Re: htdig: patch for Retriever.cc


Geoff Hutchison (Geoffrey.R.Hutchison@williams.edu)
Fri, 17 Apr 1998 14:53:29 -0400


>I do not know why they weren't included in the 3.08b2. Unfortunately the
>line numbers may not match and you should do it the hard way, manually
>patch the changes; some of the memory leak patches have been applied;
>you'd see them in the code. There are at least two of Pasi's patches you
>should apply; they both relate to local file systems.

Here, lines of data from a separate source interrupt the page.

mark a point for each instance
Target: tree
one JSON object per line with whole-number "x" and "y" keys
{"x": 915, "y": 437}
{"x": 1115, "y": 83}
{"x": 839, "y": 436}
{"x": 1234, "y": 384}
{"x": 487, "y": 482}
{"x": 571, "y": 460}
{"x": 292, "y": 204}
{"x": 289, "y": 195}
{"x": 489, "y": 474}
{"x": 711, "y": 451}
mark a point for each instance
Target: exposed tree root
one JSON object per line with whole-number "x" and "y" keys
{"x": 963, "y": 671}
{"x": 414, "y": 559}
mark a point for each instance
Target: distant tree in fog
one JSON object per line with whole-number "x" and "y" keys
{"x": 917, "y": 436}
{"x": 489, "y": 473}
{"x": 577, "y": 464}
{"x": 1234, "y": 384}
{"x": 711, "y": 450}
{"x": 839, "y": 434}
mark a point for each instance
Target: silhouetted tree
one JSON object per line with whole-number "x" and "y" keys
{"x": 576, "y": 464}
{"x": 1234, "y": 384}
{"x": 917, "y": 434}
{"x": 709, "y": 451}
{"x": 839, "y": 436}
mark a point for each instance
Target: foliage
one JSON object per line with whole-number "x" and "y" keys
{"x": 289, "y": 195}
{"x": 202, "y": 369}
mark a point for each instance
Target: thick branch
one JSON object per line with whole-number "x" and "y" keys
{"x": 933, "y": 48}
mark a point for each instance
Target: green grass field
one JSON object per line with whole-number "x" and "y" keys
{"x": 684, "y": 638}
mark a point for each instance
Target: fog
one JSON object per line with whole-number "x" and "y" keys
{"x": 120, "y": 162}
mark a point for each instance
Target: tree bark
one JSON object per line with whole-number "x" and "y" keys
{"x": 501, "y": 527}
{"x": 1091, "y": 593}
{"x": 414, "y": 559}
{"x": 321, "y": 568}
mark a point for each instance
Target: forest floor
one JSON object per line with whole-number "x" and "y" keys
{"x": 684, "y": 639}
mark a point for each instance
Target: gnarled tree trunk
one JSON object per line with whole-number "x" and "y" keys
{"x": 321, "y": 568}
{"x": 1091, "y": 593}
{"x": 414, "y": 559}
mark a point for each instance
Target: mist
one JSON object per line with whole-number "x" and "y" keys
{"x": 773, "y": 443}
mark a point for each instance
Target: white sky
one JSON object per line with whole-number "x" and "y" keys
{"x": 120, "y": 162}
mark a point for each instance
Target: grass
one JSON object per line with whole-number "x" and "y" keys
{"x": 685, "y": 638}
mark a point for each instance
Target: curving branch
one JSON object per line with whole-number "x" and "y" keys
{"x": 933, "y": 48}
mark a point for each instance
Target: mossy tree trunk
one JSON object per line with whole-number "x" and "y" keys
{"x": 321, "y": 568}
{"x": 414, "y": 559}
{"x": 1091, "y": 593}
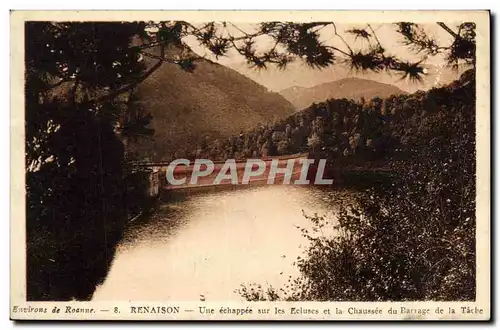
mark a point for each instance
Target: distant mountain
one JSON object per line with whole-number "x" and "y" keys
{"x": 349, "y": 88}
{"x": 211, "y": 102}
{"x": 299, "y": 74}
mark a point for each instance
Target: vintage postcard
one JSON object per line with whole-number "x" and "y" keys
{"x": 250, "y": 165}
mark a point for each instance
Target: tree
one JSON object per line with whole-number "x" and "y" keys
{"x": 79, "y": 75}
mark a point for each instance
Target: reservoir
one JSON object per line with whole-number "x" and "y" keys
{"x": 204, "y": 245}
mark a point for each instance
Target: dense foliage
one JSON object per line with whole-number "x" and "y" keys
{"x": 80, "y": 114}
{"x": 413, "y": 239}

I don't pretend to speak for either Pasi or Andrew as to why the local
filesystem patches were not included in 3.0.8b2. I seem to remember talking
to Pasi (as one of the testers of the local user patch) that the reasoning
was the new version was for critical (i.e. memory leak) bugs. Since the
local patches weren't well-tested at the time or as critical, they would be
left for the next version. I have had no problems with the patches in their
current form.

While manually applying the patches is probably best, GNU patch is very
good about detecting (and adapting for) changed line numbers.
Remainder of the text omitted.